Tuesday, April 21, 2015

Grapefruit Avocado and Arugula Salad

   4 servings
5 ounces baby arugula (CT), or 5 ounces spinach (PT)
2 grapefruits, peeled and sectioned (CT), or 1 grapefruit (PT)
1 avocado, sliced
2 tablespoons white wine vinegar
1 tablespoon grapefruit juice
1 tablespoon grated fresh ginger
1 teaspoon grated grapefruit zest
½ teaspoon sea salt
¼ cup extra virgin olive oil
Freshly ground black pepper
   1. Grate 1 teaspoon of zest from the grapefruit, reserving for the salad dressing. Peel the grapefruits by cutting off each end then working your knife around the perimeter. This method removes the membrane from all outside edges. Hold the peeled grapefruit in one hand over a bowl. Use a paring nife and in a sawing motion cut each segment from the membrane on both sides. Let the juice drip into the bowl and place segments in another bowl.
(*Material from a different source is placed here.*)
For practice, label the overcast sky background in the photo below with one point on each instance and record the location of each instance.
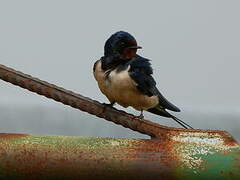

When all segments have been removed from both grapefruit squeeze the remaining juice from the membranes and reserve 1 tablespoon of the juice for the dressing.
   2. To prepare the dressing, combine all ingredients except the oil in a bowl. Whisk to combine then slowly drizzle in the oil, whisking constantly until fully emulsified. Set aside.
   3. To prepare the salad, place the arugula (or spinach) in a large salad bowl. Toss with about half the dressing. Divide the greens among 4 salad plates; top with grapefruit segments and sliced avocado. Drizzle with the remaining dressing.